Memorial Day 2020: How L.A. residents can honor from home


(Bill Dickinson / flickr)

Sloane Bozzi, Assistant Campus Editor

Memorial Day, traditionally marked by in-person remembrance services and beach gatherings, will take a new shape in Los Angeles County as local officials continue to maintain social distancing measures because of COVID-19.

Memorial Day has been observed since 1868, but it wasn’t recognized as a national holiday until after World War I. It was initially known as Decoration Day, which was observed by placing flowers and flags on the sites of fallen soldiers, according to PBS.

The National Cemetery Administration, part of the Department of Veterans Affairs, maintains veterans’ graves as national shrines. In the past, the NCA places flags on the gravesites of military service members at national cemeteries. Volunteers are largely responsible for placing and retrieving gravesite flags, but the NCA has decided to halt this activity this year in an effort to follow Centers of Disease Control and Prevention guidelines.

“Limiting the number of volunteers is not practical,” an NCA statement said. “Cemetery staff will conduct a wreath-laying ceremony to officially commemorate Memorial Day.”

Visitors who traditionally attend Memorial Day services at the L.A. National Cemetery may do so this year through a telecast.

ABC7 announced a telecast of the L.A. National Cemetery Memorial Day service. A pre-recorded message from L.A. Mayor Eric Garcetti, as well as U.S. Rep. Ted W. Lieu from Washington D.C. The telecast will take place Monday, from 10 a.m. to 11 a.m.

Forest Lawn Cemetery in Glendale will livestream a Memorial Day service on Facebook, on Monday at 10 a.m.

Eighteen vintage war planes, also known as warbirds, will do a flyover of 19 locations on Monday, starting at noon. The civilian-operated planes are known for their former service in the U.S. military and their airborne formations at special events.

The vintage planes will fly over the Inland Empire, Orange and Los Angeles counties.

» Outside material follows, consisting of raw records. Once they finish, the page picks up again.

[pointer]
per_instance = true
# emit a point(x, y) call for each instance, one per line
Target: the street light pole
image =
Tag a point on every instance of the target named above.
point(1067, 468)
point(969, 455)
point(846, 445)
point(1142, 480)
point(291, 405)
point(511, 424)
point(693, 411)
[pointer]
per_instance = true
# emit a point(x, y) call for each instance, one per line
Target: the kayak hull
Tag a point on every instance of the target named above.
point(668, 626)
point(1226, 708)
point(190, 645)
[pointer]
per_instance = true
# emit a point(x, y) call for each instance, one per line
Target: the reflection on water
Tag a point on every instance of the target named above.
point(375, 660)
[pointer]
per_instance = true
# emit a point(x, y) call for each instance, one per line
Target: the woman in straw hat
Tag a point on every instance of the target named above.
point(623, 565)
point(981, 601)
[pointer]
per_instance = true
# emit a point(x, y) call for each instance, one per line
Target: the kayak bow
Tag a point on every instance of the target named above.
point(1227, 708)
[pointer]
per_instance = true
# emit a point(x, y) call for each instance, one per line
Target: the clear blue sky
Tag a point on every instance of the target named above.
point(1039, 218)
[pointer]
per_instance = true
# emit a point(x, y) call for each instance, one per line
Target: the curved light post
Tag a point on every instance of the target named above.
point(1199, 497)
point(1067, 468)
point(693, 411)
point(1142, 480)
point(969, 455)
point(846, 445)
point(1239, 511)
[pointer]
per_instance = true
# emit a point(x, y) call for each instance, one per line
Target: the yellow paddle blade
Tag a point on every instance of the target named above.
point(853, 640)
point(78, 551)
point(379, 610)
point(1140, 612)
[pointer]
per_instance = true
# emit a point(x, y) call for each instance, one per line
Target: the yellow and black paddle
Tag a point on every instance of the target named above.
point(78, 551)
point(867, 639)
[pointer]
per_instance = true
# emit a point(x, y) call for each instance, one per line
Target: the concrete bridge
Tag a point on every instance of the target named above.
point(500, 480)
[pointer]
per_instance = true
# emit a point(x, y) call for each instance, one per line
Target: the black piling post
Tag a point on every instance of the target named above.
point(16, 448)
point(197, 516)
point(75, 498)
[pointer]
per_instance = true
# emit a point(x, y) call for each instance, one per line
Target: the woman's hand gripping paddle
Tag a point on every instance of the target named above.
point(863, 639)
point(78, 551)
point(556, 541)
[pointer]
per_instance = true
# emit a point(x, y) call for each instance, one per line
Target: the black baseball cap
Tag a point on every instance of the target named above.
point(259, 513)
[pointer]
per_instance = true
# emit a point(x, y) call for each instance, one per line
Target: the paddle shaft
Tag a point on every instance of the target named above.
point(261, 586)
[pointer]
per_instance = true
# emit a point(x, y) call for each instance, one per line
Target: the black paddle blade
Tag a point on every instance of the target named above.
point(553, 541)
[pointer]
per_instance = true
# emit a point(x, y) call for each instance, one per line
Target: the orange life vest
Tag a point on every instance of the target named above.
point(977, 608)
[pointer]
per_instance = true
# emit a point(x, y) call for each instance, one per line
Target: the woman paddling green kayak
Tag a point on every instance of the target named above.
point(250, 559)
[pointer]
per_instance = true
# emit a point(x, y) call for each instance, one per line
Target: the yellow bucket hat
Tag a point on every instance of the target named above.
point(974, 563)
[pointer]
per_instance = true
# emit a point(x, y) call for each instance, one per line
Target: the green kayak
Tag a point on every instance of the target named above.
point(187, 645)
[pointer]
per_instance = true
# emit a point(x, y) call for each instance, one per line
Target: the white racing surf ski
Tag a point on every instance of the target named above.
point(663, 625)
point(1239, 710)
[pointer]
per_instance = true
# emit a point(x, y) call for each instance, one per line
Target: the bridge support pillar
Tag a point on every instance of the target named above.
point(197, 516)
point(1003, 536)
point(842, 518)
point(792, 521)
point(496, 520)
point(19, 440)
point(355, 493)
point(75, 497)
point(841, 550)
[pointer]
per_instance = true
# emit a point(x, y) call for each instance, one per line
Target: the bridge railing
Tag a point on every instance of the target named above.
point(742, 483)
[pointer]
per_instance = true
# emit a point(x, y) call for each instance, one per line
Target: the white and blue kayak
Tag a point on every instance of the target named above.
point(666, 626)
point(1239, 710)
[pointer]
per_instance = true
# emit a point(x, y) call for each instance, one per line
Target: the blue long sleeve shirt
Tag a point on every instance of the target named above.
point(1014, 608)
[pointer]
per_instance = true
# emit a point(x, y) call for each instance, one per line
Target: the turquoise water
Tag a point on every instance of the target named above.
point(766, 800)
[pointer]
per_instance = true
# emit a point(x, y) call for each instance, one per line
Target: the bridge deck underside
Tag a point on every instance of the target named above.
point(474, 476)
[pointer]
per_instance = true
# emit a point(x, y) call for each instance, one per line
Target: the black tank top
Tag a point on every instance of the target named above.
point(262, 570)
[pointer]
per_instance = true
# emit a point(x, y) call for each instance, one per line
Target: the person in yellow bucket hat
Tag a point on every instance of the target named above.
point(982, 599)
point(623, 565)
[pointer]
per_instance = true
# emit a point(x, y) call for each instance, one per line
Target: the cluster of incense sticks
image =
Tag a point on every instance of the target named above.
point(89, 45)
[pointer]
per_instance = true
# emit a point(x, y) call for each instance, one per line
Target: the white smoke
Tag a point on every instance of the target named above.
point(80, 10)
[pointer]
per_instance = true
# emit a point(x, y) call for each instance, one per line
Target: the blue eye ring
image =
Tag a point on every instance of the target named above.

L.A. residents can see the planes flying over the Zamperini Airport in Torrance, Los Angeles International Airport, Santa Monica Airport, Los Angeles National Cemetery, UCLA Medical Center and USC Medical Center.

Memorial Day also marks the unofficial start of the summer season, as some L.A. residents spend the extended weekend at the beach.

The Department of Beaches and Harbors announced the ease of some restrictions starting Friday, but social gatherings are still prohibited. Volleyball courts and piers remain closed across L.A. County beaches; sunbathing and picnicking activities are still prohibited.

L.A. County previously reopened beaches and defined allowable recreational activities as walking, running, swimming and surfing on May 13. The latest update reopened bike paths, which allows individuals and families to ride their bikes to the beach.

Parking lots have also reopened at some L.A. County beaches. Dockweiler State Beach, Will Rogers State Beach, Zuma Beach and Surfrider Beach parking lots have reopened at limited capacity, according to L.A. County.